The talk describes the design and implementation of MetaCentrum's (Czech NGI's) new security infrastructure service. To implement its everyday procedures, a demand emerged for a central and flexible tool to gather and analyze system logs from hundreds of nodes spread across multiple institutions in the Czech Republic. The selected solution is built on top of existing tools to gather, transfer, store and analyze logs. But we have identified several areas that the current tools do not properly cover. The new service is able to work not only in an automated mode (predefined patterns and alarms) but also in a generic mode. It allows to perform interactive queries to harvest the logs based on actual needs of operators or security officers. The whole storage, indexing and querying infrastructure is operated on top of MetaCentrum virtualization service. The resources are not decicated but allocated on-demand from the NGI resource pool.
As previously published, we use a common resource pool for running grid and cloud interface in the MetaCentrum. Now we demonstrate that the same principle can be applied to internal services. It represents an important benefit in the case of services with occasionally peaking resource demand. In general the layered infrastructure with a set of internal
and external services running on top of a single virtualized resource pool acts as significant internal optimization.
The described application – harvesting of huge logs – is an important step in developing MetaCentrum's continuous security processes. But it is also a new typical use case intended to show our users – researchers from various areas – how to manage large amounts of data for full-text searching or organizing large data using NGI resources. The full-text or NoSQL engines such as Elastic Search or MongoDB can be straightforwardly instantiated in MetaCentrum environment with dynamically expandable capacity and become a part of the portfolio of standard solutions provided to our users.
Gathering the logs over the open Internet from all our nodes is achieved by an rsyslog facility extended by a custom GSSAPI module. We decided to develop this module because our infrastructure is Kerberos-based and the only supported X.509 authentication and confidentiality services are not suitable for our needs.
From the central syslog server the logs are transferred to
distributed indexing services. We have two types of those. The first is a full text engine intended to index all the data for on-demand queries. The second is a NoSQL database intended to store a selection of the data to process it by predefined queries. For the full-text engine we use Elastic Search, a distributed parallel system which we found to be be really elastic in our environment. In its "resting" configuration (minimal set of pre-allocated resources) it is running just to receive and index data. It can be expanded on-demand in reasonable time scale to be big enough to process demanding queries in real time.

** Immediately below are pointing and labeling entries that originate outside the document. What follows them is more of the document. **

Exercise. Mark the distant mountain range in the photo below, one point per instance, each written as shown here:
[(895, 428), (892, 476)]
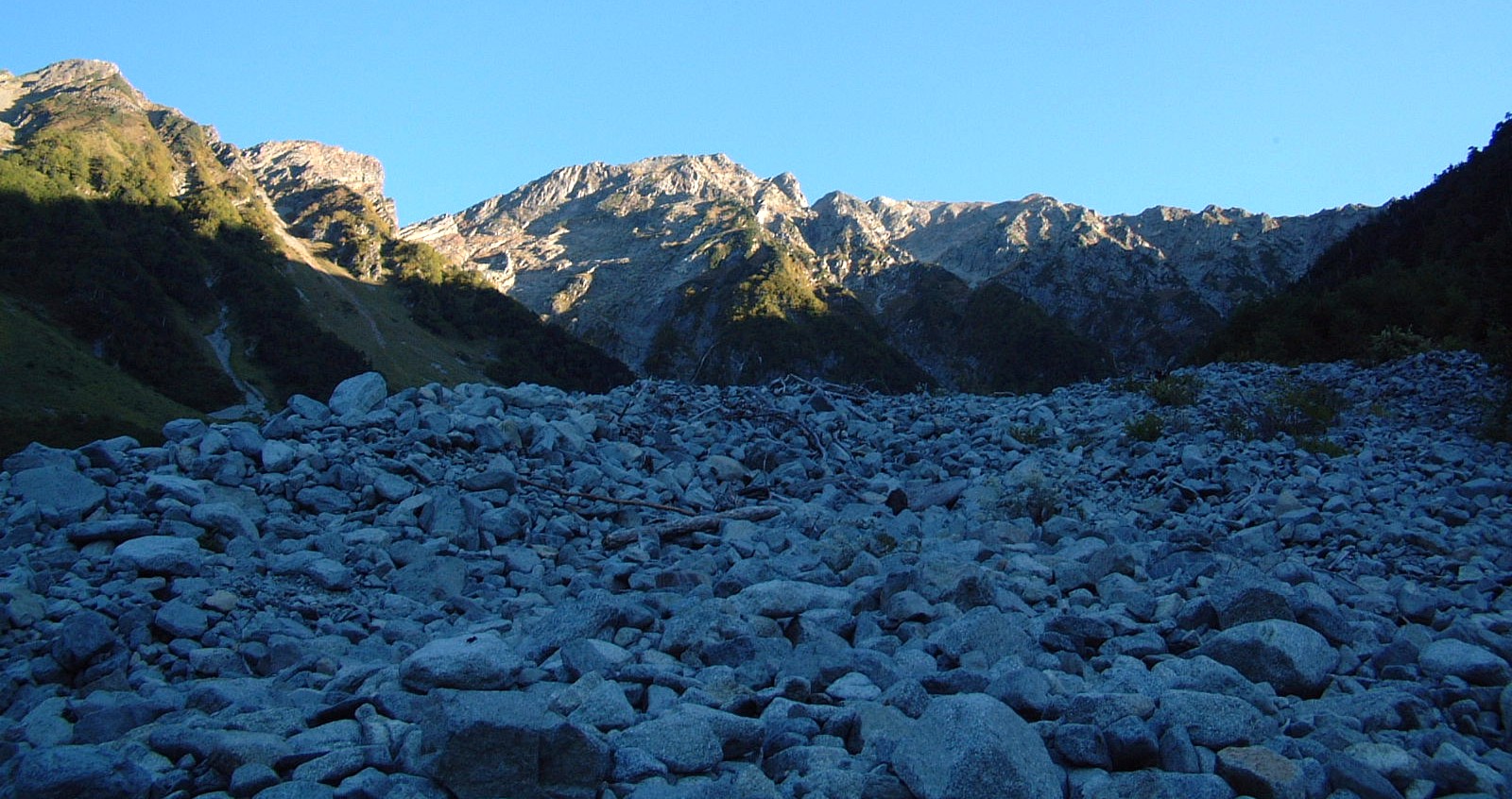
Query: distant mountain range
[(614, 254), (151, 271), (173, 272)]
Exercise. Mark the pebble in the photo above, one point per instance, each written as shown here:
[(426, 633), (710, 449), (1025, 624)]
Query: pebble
[(415, 594)]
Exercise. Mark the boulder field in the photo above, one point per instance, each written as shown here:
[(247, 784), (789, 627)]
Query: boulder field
[(796, 589)]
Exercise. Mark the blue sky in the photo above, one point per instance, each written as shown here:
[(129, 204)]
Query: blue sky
[(1280, 108)]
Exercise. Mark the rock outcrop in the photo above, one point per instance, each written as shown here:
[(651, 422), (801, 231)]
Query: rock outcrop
[(287, 169)]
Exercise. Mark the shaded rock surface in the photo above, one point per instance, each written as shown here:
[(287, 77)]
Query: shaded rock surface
[(480, 591)]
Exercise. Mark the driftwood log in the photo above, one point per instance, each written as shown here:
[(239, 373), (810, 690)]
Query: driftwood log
[(708, 523)]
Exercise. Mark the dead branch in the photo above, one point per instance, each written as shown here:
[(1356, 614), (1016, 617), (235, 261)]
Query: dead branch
[(708, 523)]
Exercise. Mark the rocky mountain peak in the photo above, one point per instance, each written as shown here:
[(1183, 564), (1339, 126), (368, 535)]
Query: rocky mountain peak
[(95, 82), (286, 168)]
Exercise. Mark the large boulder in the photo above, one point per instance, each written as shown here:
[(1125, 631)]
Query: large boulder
[(359, 395), (496, 743), (972, 746), (475, 662), (682, 740), (781, 599), (67, 773), (1292, 657), (60, 494), (1474, 665), (168, 556)]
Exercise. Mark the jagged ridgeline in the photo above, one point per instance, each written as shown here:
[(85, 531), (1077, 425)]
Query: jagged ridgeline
[(756, 314), (1429, 271), (695, 267), (132, 241)]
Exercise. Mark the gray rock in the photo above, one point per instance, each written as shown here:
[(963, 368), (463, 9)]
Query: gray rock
[(1081, 745), (329, 572), (181, 620), (1161, 786), (359, 395), (176, 486), (68, 773), (224, 517), (159, 554), (1263, 774), (324, 499), (682, 740), (1352, 775), (507, 743), (475, 662), (279, 456), (1104, 708), (392, 486), (781, 599), (309, 408), (297, 789), (972, 746), (590, 654), (253, 778), (1456, 771), (605, 707), (1213, 720), (60, 494), (1453, 657), (1292, 657), (82, 638), (1131, 743), (115, 529)]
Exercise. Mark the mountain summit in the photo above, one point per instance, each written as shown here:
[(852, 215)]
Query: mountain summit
[(612, 252)]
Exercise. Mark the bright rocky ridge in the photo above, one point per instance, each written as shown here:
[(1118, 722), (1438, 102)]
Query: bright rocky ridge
[(796, 589), (614, 251)]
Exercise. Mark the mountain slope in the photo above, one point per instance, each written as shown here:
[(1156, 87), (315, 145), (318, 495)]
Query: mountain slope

This expansion relies on MetaCentrum's virtual cluster
facility which is a cloud-like environment controlled by a Torque resource manager. The Elastic Search itself manages discovery of new worker nodes and transparent data (indices) replication and query distribution. An advanced feature of the virtual cluster service - virtual networking - is used to encapsulate communication between cluster nodes to overcome lack of security in the current implementation. The role of NoSQL database, implemented by MongoDB, will be shown on a focused hunt for signs of bad guys trying to access user accounts on all of our worker nodes. As MetaCentrum worker nodes are located in the open Internet, it is important to evaluate and react to suspicious patterns in user ssh authentication.